Slashdot Mirror


Distributed Computing Economics

machaut writes "In a ClusterComputing.org article, Jim Gray, director of Microsoft's Bay Area Research Lab, provides an interesting economic analysis for building distributed systems. When do you choose a grid over a cluster or a supercomputer? When does it pay off to move a task to the data vs moving the data to the task? He takes current hardware and networking costs into account to answer those questions."

8 of 130 comments (clear)

  1. Interesting yet shallow economic analysis by Raindance · · Score: 5, Informative

    I was happy that Gray covered SETI@Home as I think the nature of SETI is akin to where certain aspects of distributed computing may go in the future. However, I argue that he left some some key parts of SETI economics at the door; most notably, data integrity and security. As I understand it, *over half* of SETI's processing power, bandwidth, and so forth is used to verify data integrity as it's using untrusted hosts to do it's calculations.

    This doesn't make SETI a poor supercomputer, but it does change the economics of it. An economic model of computing resources which accounts for work done by untrusted hosts as involving different overhead as that done by trusted hosts would be a much more useful metric to think in terms of.

  2. Spoiler by 4of12 · · Score: 3, Informative

    .
    .
    .
    Conclusions

    Put the computation near the data.

    My own general take on all this is the Moore's Law for CPU/data costs vs time will beat the decrease in network latency costs vs time and we'll generally expect to see communications protocols become more "intelligent" to compensate up for the this barrier that cannot be overcome. BW will be relatively cheap, but the cost of building up and tearing down a connection will remain high enough to discourage multi-exchange handshaking (ie., UDP model vs TCP model).

    --
    "Provided by the management for your protection."
  3. Re:SETI@home by flabbergast · · Score: 5, Informative

    The author points out: "The ideal mobile task is stateless (needs no database or database access), has a tiny network input and output, and has huge computational demand."

    "And of course, SETI@Home is a good example: it computes for 12 hours on half a megabyte of input."

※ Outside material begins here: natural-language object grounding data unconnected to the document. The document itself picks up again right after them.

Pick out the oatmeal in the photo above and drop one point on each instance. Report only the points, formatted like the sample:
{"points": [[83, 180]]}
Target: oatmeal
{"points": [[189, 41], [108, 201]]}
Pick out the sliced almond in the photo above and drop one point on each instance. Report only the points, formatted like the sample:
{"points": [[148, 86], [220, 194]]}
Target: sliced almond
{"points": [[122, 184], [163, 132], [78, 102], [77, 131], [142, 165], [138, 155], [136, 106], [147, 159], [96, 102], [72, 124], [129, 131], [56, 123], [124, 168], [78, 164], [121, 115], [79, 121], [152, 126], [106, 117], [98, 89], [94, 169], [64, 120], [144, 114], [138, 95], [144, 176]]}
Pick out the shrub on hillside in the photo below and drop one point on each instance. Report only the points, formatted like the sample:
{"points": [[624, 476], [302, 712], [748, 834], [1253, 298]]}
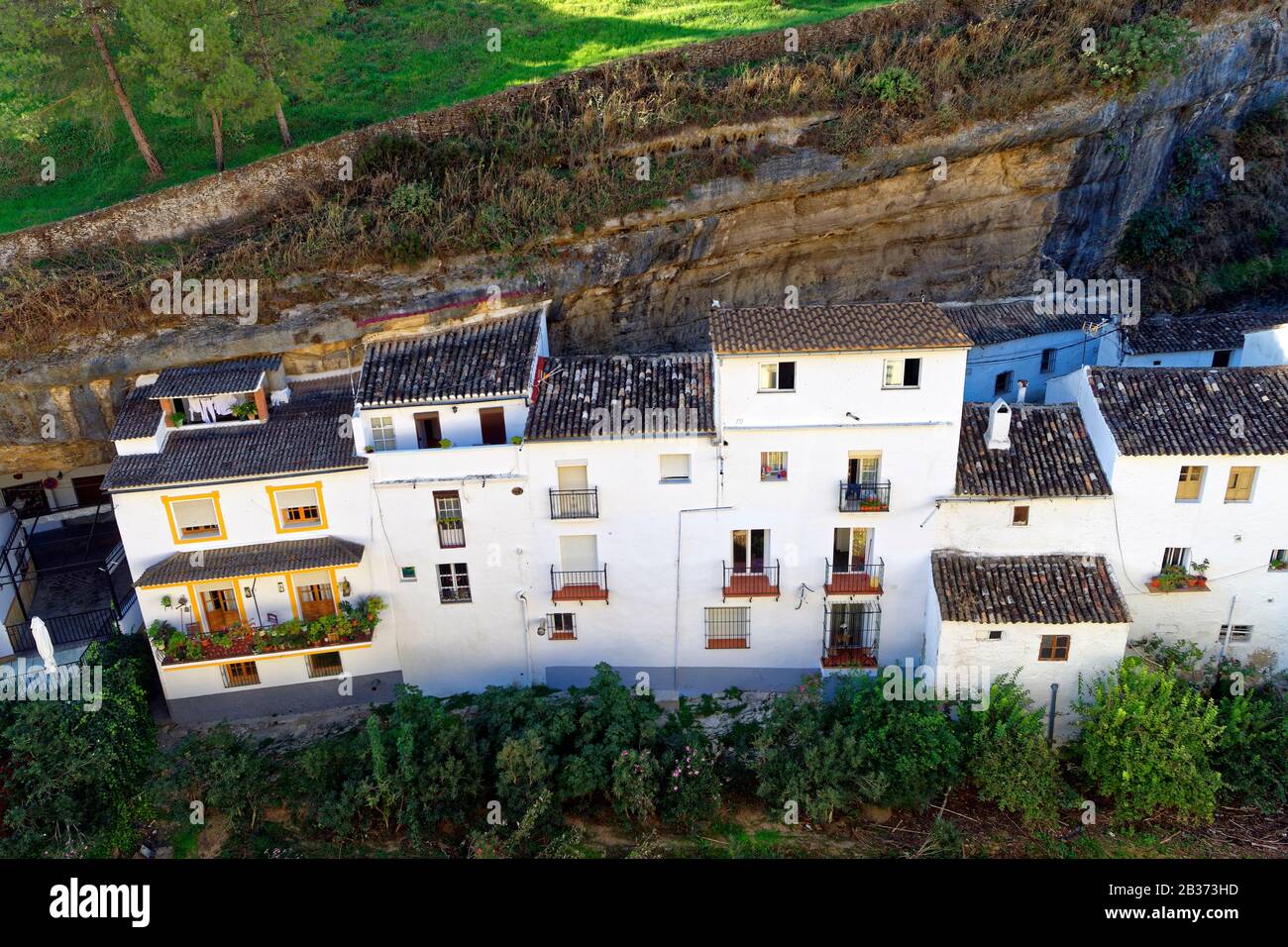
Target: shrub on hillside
{"points": [[1009, 759], [1146, 742], [75, 777], [1252, 750]]}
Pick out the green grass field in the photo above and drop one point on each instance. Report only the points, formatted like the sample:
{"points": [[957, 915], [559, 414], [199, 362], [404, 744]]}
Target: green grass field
{"points": [[395, 56]]}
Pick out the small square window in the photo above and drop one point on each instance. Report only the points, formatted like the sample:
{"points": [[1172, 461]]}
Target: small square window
{"points": [[902, 372], [562, 626], [674, 468], [1054, 648], [1189, 483], [240, 674], [454, 582], [1236, 634], [778, 376], [773, 466], [325, 664], [382, 433]]}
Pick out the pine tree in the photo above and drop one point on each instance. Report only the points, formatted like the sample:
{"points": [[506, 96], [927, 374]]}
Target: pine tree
{"points": [[54, 58], [192, 65], [279, 39]]}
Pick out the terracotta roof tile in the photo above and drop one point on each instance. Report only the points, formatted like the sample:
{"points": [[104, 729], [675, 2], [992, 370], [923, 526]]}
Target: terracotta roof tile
{"points": [[1194, 411], [874, 326], [1018, 589], [1050, 455], [574, 388]]}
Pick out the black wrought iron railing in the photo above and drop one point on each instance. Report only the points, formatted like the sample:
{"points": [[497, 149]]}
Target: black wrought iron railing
{"points": [[575, 504], [579, 585], [864, 497], [853, 579], [851, 635], [751, 579]]}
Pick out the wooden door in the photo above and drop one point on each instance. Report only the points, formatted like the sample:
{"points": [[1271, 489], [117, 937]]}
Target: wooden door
{"points": [[220, 608], [316, 600], [492, 423]]}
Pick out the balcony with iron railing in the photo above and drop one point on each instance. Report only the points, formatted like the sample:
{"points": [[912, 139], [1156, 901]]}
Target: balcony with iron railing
{"points": [[755, 579], [864, 497], [853, 579], [851, 635], [575, 504], [579, 585]]}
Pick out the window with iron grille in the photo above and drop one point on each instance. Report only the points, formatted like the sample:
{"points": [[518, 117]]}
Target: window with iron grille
{"points": [[326, 664], [454, 582], [562, 626], [1054, 648], [728, 628], [241, 674], [451, 525]]}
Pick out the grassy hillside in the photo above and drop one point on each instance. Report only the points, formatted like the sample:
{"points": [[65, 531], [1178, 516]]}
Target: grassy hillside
{"points": [[395, 56]]}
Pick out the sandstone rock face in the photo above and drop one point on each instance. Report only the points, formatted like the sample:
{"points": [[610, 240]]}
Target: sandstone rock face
{"points": [[1019, 198]]}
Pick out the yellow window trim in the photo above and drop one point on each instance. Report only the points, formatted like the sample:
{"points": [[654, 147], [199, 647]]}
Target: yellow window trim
{"points": [[174, 530], [277, 514]]}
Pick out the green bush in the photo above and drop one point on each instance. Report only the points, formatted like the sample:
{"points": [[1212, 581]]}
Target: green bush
{"points": [[1146, 740], [1134, 53], [1009, 759], [1252, 750], [75, 779]]}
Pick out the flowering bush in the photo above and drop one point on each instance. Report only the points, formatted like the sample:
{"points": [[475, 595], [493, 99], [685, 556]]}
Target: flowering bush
{"points": [[691, 789], [634, 785]]}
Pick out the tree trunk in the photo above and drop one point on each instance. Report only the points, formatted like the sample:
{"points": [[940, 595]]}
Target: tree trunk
{"points": [[155, 169], [218, 131], [281, 127]]}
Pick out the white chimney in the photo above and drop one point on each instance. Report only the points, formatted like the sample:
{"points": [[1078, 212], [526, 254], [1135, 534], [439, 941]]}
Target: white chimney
{"points": [[999, 434]]}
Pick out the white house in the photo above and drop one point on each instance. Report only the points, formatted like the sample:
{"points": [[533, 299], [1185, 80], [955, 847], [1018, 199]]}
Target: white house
{"points": [[1203, 341], [243, 512], [1197, 460], [1017, 342]]}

    So, for projects that fit this model, then they should save money over supercomputers. But few projects fit this model, with the author mentioning web and data processing, data loading, CFD, ie anything that "generates a continuous and voluminous output stream" as economically unfeasible. So, car companies really do need those supercomputers to virtually crash their cars. =)

  4. Why SETI@Home works... by gatkinso · · Score: 2, Informative

    ...because people like me are willing to donate their computers time and a part of their [and their employers, hawhaw] electric bill.

    I do so because I am interested in the project... not because I feel like I want to help cut someone's computing cost. If SAH was a for profit enterprise my interest would quickly evaporate.

    --
    I am very small, utmostly microscopic.
  5. All this talk about SETI... by warriorpostman · · Score: 3, Informative

    ...but, there's other programs that people might find more socially useful/productive than SETI.

    How 'bout...this from United Devices? They do a variety of biologically related projects, the most popular one, as far as I can tell, being cancer research...I've been running it for almost 2 years, and I have 100,000 points...how many points do you have?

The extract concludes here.